The misappropriation was also tied to a large land development project in Texas, the Department of Justice noted. He allegedly concealed the scheme by even “directly converting investor funds for personal use, paying for personal income tax liability, purchasing real estate held in his name and by using company employees and resources for repairs and renovations on a personal residence at company expense,” the document reads.
The U.S. Attorney’s Office, which has accused Wallach, 64, of Encino, of conspiracy and wire fraud, announced this result of the investigation that has run parallel to the U.S. Securities and Exchange Commission’s. In the SEC’s complaint, Wallach — who started out as a bookkeeper in 1990 before becoming president and CEO eight years later — falsely assured investors that the finances for the company were sound, even when concerns came up “regarding the effects of the COVID-19 pandemic,” but to no avail.
“We allege that PFI became a classic Ponzi scheme,” U.S. Attorney David Anderson said in a statement.“Money taken from new investors was allegedly used to pay existing investors, while losses mounted behind the scenes.”
Anderson insisted Wallach conspired with PFI’s founder “to fool investors.”
Wallach faces a maximum sentence of 20 years in prison on each count, along with a $250,000 fine.
Casey died of a heart attack in May, setting off a dual probe by the SEC and by attorneys involved in the transfer of his estate. Consequently, this extensive audit of sorts called into question his accounting and financial practices related to PFI and its subsidiary, Professional Investors Security Fund. The two real estate investment firms occupy eight of nine suites at an office building at 350 Ignacio Blvd.
According to the SEC complaint, from September 2015 through May 2020, Wallach and Casey raised the $330 million-plus by “falsely telling investors that their money would be used primarily to invest in multi-unit residential and commercial real estate managed by PFI.” The companies entered into bankruptcy on July 27.
“Many of the defrauded investors were elderly, retired and relying on their investment income for daily living expenses,” the SEC reported in its findings, adding: “Wallach knew that a significant portion of investor funds was being used in a Ponzi-like fashion to pay existing investors.”
Ponzi schemes follow a “rob-Peter-to-pay-Paul” process that often leads to a collapse that resembles a house of cards, as new investors must be obtained to keep payments going to other investors, a June 28 letter from the law firm brought in to handle the probe into the estate detailed. Ragghianti Freitas of San Rafael handled the legal aspect, and Armanino LLP of San Ramon covered the accounting portion of the audit. The law firm was brought on board early on by Casey’s widow, Charlene Albanese, who once earned $11,000 every two weeks as executive director.
“The government’s actions are a good first step toward finding justice for the victims of this terrible fraud,” Ragghianti Freitas attorney Eric Sternberger said on behalf of the companies.
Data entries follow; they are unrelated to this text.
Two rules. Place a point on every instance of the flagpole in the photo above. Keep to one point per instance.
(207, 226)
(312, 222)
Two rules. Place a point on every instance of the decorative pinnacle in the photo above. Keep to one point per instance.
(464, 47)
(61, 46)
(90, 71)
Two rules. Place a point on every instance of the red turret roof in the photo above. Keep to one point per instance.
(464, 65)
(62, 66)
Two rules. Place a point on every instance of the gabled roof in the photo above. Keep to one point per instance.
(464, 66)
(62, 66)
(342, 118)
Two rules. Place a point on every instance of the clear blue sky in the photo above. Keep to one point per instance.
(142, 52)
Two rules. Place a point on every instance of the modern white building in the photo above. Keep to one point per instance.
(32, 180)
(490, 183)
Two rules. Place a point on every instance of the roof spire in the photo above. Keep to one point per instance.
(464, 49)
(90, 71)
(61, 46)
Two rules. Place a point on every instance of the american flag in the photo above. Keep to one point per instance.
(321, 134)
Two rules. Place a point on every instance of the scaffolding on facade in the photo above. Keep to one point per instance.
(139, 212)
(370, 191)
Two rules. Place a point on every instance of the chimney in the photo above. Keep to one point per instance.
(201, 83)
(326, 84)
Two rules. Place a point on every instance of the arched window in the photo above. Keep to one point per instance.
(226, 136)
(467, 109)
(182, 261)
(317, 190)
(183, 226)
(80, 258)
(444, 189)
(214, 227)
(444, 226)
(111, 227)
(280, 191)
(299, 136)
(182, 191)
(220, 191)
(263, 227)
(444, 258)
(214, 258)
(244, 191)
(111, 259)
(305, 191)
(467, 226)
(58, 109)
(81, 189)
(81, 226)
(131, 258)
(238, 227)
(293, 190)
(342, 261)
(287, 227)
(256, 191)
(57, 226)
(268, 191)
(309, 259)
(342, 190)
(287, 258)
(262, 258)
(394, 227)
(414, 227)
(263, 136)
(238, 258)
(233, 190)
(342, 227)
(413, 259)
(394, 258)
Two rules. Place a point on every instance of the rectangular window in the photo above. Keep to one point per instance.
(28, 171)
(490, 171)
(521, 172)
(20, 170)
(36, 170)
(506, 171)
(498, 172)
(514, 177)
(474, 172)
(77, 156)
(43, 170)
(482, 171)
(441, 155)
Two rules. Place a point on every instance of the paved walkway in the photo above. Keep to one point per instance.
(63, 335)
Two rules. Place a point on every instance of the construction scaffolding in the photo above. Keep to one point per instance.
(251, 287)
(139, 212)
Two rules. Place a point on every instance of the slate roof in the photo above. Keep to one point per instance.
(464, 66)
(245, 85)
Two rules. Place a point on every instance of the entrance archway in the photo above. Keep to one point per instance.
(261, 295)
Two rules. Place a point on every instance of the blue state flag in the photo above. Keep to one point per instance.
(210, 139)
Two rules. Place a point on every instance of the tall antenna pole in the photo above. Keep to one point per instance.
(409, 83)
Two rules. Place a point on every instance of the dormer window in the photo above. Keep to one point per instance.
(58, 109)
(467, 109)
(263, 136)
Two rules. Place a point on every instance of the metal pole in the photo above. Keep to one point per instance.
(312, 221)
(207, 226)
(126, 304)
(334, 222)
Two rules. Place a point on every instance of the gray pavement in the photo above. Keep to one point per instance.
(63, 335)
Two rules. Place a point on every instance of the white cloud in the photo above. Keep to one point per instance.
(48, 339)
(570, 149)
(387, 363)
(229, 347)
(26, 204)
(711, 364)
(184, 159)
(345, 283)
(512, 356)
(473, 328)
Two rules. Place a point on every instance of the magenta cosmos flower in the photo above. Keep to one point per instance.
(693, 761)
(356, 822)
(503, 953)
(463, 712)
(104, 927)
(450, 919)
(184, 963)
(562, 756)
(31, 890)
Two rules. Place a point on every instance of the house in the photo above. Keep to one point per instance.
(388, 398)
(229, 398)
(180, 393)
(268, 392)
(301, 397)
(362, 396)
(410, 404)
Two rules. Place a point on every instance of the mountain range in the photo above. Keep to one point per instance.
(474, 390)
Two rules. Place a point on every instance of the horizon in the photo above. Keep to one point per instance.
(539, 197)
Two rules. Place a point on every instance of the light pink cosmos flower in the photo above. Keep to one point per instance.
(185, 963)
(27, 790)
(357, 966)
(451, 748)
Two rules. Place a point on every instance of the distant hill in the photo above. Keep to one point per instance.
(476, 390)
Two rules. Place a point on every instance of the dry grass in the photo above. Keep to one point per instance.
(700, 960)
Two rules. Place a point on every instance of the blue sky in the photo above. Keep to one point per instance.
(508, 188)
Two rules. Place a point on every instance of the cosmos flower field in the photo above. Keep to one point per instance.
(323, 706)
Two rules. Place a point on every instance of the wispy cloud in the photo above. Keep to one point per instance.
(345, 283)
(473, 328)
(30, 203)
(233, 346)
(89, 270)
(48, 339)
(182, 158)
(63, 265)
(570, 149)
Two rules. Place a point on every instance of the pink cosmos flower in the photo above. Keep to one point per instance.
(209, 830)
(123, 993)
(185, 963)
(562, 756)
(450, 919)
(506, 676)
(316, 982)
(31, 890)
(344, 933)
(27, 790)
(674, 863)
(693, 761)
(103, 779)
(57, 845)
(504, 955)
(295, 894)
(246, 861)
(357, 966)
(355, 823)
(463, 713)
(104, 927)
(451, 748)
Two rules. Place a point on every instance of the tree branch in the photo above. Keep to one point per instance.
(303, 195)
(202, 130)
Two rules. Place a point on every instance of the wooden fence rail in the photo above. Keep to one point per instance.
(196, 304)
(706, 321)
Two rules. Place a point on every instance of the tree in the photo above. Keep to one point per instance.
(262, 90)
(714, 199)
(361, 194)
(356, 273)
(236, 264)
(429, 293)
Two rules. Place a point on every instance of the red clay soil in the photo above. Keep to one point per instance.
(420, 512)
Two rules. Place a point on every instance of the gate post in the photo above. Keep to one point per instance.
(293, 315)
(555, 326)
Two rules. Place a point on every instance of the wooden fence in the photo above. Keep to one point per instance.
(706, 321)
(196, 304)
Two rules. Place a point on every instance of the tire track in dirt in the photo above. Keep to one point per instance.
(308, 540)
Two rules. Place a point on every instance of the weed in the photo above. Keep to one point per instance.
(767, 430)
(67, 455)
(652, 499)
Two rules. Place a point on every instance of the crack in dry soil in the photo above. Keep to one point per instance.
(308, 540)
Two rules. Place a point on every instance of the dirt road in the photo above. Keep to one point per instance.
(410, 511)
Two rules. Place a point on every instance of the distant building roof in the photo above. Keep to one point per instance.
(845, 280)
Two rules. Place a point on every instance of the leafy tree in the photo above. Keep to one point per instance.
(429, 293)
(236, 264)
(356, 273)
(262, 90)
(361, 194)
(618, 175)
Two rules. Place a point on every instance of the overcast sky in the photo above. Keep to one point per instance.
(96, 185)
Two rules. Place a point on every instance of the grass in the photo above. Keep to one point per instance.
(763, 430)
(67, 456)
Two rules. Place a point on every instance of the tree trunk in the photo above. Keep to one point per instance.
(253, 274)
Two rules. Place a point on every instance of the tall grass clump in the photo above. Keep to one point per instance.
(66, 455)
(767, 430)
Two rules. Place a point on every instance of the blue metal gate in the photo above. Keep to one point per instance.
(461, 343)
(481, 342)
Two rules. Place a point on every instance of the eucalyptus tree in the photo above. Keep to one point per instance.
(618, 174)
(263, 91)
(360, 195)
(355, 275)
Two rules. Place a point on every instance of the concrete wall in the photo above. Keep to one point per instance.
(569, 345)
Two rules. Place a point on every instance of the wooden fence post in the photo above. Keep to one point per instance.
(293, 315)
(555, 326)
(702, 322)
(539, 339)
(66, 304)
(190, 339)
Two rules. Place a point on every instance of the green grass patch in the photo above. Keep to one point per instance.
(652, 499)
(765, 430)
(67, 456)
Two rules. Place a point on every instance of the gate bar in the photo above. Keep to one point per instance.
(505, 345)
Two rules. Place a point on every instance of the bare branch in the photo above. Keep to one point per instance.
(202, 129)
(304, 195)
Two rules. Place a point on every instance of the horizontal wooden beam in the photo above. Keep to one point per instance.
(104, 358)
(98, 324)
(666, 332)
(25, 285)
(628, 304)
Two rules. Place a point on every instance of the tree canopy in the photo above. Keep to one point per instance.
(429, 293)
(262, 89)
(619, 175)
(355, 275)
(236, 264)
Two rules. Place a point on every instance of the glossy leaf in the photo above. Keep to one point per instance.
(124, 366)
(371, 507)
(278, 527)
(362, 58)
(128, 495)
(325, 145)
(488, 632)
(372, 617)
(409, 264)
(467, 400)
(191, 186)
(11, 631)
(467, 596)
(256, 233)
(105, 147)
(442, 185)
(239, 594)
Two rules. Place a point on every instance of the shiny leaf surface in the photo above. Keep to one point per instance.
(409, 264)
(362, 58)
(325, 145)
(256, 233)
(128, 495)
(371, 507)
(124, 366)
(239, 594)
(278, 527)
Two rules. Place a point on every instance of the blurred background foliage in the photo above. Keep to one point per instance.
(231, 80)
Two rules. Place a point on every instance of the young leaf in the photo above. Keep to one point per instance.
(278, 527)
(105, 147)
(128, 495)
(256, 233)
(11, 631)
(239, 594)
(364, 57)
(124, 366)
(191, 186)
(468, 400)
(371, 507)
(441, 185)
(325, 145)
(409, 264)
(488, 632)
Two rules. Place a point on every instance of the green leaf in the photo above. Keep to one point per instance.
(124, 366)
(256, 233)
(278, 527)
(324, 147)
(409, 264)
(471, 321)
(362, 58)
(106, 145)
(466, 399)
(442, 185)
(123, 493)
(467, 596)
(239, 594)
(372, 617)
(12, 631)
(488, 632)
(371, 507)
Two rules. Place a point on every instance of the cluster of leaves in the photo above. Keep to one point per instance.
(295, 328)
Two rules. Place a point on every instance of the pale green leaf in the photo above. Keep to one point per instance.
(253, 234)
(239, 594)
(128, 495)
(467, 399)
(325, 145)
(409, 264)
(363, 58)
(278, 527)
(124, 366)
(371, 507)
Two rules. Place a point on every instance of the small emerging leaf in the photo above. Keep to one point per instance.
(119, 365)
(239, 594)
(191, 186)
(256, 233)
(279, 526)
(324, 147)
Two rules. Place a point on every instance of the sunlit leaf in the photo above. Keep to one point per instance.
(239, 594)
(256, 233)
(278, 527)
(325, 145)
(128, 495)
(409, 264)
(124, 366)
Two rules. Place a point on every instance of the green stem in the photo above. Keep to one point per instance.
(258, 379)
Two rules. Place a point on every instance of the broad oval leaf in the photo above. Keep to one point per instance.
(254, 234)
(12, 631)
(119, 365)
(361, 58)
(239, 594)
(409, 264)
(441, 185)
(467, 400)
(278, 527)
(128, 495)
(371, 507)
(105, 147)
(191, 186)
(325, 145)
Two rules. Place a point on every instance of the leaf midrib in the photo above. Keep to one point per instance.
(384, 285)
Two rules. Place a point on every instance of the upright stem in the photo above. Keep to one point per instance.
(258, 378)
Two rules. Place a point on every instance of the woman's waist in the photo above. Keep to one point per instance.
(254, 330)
Repeated phone calls from the Business Journal to Wallach and his law firm, Swanson & McNamara of San Francisco, went unreturned.
The criminal complaint cites Wallach’s authorization of monthly interest payments to real estate notes and quarterly distributions to existing investment members “that were routinely paid from new investor money.”
“Our clients would like to get any help in that regard,” said Bijan Amini, representing Lisa de Mondesir, an unsecured creditor. Amini added his client has been “through a lot” and is too distraught to speak to the matter.
Casey’s properties spanning 600,000 square feet of commercial space and nearly 900 apartment units have been valued at $555 million, it was revealed during investigation proceedings.
“My concern is whatever they do in the settlement (of the properties) that they don’t disrupt the property in getting things done,” said Gary Rifkind, who maintains the Ignacio Hills development on Francisco Boulevard.
The boards of the firms have since dissolved, and company executives in the upper echelons of management, including Wallach, have left.
PFI started operations in 1998 and grew over time to at one point including 41 employees.